Most of the meeting, organized by Stafford Board of Supervisors members Susan Stimpson and Robert Thomas, focused on the intersection.
The Virginia Department of Transportation's Michelle Shropshire started the meeting by giving a presentation on the intersection project. Afterward, residents wanted to know what will happen at the intersection during construction, what impact there could be on fire and rescue, and whether the improvements would help with problems at Carter Street.
Shropshire told the group that the current project arose only after numerous other plans or concepts--including a flyover, a bypass and even a roundabout--failed to gain traction.
The current $25 million improvement project will add eight lanes to U.S. 1, Butler Road and U.S. 17 combined. Sidewalks and raised medians will also be added, and many of the utilities will be put underground.
If nothing were done at the intersection, she said, in 2016 delays would be more than four minutes. With the improvements, delay times will be about a minute.

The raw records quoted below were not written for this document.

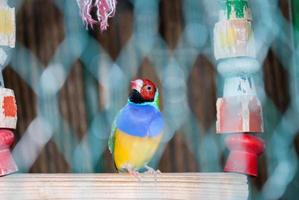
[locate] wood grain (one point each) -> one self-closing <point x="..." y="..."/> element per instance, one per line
<point x="123" y="186"/>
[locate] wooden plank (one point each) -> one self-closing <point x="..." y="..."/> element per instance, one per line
<point x="123" y="186"/>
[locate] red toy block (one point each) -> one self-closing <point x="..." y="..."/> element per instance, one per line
<point x="244" y="152"/>
<point x="7" y="163"/>
<point x="238" y="114"/>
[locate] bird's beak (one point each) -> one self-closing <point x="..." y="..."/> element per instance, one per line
<point x="137" y="85"/>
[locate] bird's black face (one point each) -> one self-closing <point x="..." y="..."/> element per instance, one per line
<point x="135" y="97"/>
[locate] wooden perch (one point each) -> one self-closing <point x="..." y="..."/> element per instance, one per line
<point x="123" y="186"/>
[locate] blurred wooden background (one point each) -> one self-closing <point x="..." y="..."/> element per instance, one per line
<point x="40" y="28"/>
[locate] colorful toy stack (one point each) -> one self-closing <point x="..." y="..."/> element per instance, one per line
<point x="239" y="111"/>
<point x="8" y="107"/>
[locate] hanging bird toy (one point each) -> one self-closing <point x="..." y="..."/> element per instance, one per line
<point x="8" y="107"/>
<point x="103" y="8"/>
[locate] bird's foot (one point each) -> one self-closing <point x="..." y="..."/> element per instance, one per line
<point x="132" y="171"/>
<point x="150" y="170"/>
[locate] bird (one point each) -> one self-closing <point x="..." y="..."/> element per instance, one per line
<point x="137" y="129"/>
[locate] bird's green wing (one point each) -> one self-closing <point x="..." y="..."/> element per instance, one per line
<point x="111" y="139"/>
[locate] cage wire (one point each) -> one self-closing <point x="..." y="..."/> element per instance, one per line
<point x="173" y="66"/>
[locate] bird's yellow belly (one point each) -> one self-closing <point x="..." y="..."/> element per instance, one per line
<point x="133" y="151"/>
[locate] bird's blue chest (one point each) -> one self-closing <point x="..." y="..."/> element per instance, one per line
<point x="140" y="120"/>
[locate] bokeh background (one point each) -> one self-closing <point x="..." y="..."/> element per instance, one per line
<point x="70" y="82"/>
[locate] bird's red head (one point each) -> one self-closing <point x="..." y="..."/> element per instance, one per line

Those improvements should hold in the long-term, too, she said.
The project is currently in the right-of-way acquisition phase.
VDOT needs some or all of 27 properties for the project. Shropshire said they have closed on some of the parcels.
The highway department plans to start demolishing structures, including four businesses at the intersection and three homes on Butler Road, in early 2013, before work on the utilities begins.
Construction, which might take two years, could begin in early 2014.
The first question about the project concerned the impact on drivers during the project.
All of the roads feeding into the intersection will at times be reduced to one lane, Shropshire said. VDOT plans to do that work at night and during nonpeak times.
Phyllis Daley then asked if the project will help with the Carter Street and Butler Road intersection near the traffic light. She said it is a problem that needs to be fixed.
Daley said drivers on Carter Street constantly turn left and cross Butler Road, neither of which is allowed there. She said the intersection is dangerous.